IMF cuts China 2013 growth forecast to 7.6%

BEIJING (AFP) - The International Monetary Fund (IMF) cut its 2013 growth forecast for China to 7.6 per cent on Tuesday, in the latest acknowledgement of slower expansion in the world's second-biggest economy.

In its new World Economic Outlook report the Fund also reduced its prediction for next year, expecting gross domestic product (GDP) growth to come in at 7.3 per cent.

The revised 2013 forecast is marginally higher than that of the World Bank, which said on Monday it expects China to achieve the government's official target of 7.5 per cent.

China's slowing growth "will affect many other economies, notably the commodity exporters among the emerging market and developing economies", the Washington-based IMF said.

The country has enjoyed decades of double-digit growth fuelled by exports and big ticket investment projects.

But it saw its slowest performance in 13 years in 2012, growing 7.7 per cent, down from 9.3 per cent in 2011 and 10.4 per cent in 2010.

Beijing's new leadership under President Xi Jinping and Premier Li Keqiang has stressed the need to retool the economy's growth model to one where private, consumer-led demand drives sustained - albeit lower - expansion.

Speaking at an Asia-Pacific business forum in Indonesia on Monday, Mr Xi described the economy as being on a smooth and controlled slowdown, calling it "an intended result of our own regulatory initiatives".

The IMF's new 2013 forecast is a reduction from the 7.75 per cent it predicted in May, itself a cut from 8.0 per cent.

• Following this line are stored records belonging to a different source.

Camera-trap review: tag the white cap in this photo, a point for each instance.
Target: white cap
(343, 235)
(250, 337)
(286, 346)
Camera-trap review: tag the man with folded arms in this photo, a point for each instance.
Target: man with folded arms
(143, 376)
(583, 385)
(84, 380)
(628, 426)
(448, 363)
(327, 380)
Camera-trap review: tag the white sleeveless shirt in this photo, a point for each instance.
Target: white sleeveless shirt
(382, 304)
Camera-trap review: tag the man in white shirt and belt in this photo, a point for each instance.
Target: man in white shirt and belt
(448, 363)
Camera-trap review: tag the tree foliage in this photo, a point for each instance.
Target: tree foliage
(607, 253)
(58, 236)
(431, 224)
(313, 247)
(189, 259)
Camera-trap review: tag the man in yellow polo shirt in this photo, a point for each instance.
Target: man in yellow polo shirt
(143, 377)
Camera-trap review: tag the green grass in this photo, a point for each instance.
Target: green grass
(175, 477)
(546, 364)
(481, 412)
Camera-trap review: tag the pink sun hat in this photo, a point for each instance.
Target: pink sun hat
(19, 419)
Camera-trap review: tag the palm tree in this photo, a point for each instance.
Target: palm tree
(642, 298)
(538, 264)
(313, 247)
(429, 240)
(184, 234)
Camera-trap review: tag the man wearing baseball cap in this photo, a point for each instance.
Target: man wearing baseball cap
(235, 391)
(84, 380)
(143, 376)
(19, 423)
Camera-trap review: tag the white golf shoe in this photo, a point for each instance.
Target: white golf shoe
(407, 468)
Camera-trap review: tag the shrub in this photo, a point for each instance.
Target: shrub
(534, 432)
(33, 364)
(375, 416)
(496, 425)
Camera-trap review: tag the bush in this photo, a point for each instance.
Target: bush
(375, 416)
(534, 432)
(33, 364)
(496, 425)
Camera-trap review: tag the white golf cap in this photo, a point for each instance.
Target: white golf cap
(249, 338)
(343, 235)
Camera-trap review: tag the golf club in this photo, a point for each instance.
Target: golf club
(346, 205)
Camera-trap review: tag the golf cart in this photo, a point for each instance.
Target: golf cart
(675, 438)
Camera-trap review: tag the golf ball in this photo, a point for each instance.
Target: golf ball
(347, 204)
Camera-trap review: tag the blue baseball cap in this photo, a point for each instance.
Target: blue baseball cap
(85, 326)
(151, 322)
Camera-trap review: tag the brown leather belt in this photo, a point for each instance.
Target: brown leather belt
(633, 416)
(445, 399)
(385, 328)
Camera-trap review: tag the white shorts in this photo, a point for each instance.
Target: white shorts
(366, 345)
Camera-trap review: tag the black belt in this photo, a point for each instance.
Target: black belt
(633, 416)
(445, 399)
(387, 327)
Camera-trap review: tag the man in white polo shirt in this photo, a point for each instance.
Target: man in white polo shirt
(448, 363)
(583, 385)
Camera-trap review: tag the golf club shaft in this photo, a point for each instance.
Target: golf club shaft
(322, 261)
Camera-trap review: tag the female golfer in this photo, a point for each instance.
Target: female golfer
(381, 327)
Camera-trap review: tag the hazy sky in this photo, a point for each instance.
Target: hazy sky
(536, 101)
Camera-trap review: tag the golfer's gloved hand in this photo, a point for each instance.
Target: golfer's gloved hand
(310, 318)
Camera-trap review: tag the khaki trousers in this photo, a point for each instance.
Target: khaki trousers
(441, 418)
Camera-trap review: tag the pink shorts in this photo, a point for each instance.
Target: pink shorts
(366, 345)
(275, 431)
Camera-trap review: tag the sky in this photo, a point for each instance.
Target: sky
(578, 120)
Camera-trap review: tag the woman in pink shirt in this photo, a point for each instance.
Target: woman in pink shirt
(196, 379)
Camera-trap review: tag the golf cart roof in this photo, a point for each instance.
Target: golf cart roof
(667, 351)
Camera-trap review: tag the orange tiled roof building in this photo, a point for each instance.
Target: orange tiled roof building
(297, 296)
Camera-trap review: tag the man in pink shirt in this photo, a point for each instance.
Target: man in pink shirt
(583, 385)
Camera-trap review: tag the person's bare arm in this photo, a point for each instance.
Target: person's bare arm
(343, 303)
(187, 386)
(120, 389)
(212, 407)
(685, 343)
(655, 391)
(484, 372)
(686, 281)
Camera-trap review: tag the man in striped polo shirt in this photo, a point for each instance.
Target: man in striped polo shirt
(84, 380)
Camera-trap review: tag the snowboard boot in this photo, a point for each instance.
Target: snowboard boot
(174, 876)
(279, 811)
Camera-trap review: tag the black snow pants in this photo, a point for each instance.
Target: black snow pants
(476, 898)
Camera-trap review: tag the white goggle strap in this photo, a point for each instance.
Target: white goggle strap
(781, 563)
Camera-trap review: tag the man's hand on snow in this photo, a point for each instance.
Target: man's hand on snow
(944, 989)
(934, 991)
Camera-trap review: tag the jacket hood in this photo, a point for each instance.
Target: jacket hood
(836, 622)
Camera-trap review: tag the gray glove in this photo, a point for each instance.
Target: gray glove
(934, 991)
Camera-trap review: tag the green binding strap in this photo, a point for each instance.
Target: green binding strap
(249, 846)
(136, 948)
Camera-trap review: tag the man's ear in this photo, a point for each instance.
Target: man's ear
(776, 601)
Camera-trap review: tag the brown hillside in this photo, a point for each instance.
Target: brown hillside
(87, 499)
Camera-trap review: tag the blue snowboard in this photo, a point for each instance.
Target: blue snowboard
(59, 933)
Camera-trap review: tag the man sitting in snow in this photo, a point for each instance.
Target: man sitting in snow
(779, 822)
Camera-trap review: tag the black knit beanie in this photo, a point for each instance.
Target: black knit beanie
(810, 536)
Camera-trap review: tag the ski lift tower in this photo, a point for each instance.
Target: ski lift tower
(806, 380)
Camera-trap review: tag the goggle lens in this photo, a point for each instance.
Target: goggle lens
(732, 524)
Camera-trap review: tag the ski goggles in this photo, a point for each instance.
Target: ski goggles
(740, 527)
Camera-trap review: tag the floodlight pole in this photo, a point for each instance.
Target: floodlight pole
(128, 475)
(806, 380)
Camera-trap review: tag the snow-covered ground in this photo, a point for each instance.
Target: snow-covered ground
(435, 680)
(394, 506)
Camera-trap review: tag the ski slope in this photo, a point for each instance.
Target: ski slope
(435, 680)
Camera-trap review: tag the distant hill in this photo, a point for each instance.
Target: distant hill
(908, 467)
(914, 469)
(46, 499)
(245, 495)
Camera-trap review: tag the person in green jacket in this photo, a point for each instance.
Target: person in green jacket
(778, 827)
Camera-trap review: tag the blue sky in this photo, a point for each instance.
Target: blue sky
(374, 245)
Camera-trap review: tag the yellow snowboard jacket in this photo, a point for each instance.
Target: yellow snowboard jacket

The latest 2014 estimate compares with a previous figure of 7.7 per cent.

Chinese authorities are moving away from past "credit-fuelled investment" policies that saw investment at near 50 per cent of GDP in 2012 and credit at almost 200 per cent, the IMF said.

"Although this expansion spurred financial deepening and provided a timely global growth impulse after the Great Recession, policymakers are now reluctant to continue stimulating the economy given the risks of inefficiency, deteriorating asset quality, and financial instability," the Fund said.

The authorities were attempting "to rein in the flow of credit, including through shadow banks, preferring more targeted and limited support (such as to small businesses) over widespread stimulus", it added.

"These actions are consistent with their intention to move to a more balanced and sustainable growth path."

Beijing's moves to rebalance the economy "may be accompanied by lower medium-term growth than achieved by China in recent decades".

However, the IMF said this was "a trade-off worth making, since it is likely to usher in permanently higher living standards than under the extension of the status quo".

It added that its global forecasts are made on the assumption that "Chinese authorities do not enact major stimulus and accept somewhat lower growth".

China's own outlook for this year of 7.5 per cent is the same as it predicted for last year. The government in Beijing usually announces a conservative number that it regularly surpasses.

The first half of this year saw analyst concerns about the economy spike after an expected rebound failed to materialise. In January-March growth came in at 7.7 per cent, followed by expansion of 7.5 per cent in the second quarter.

But a string of upbeat data in recent months, including strong numbers for exports and industrial output, have suggested growth for the three months through September may show renewed vigour.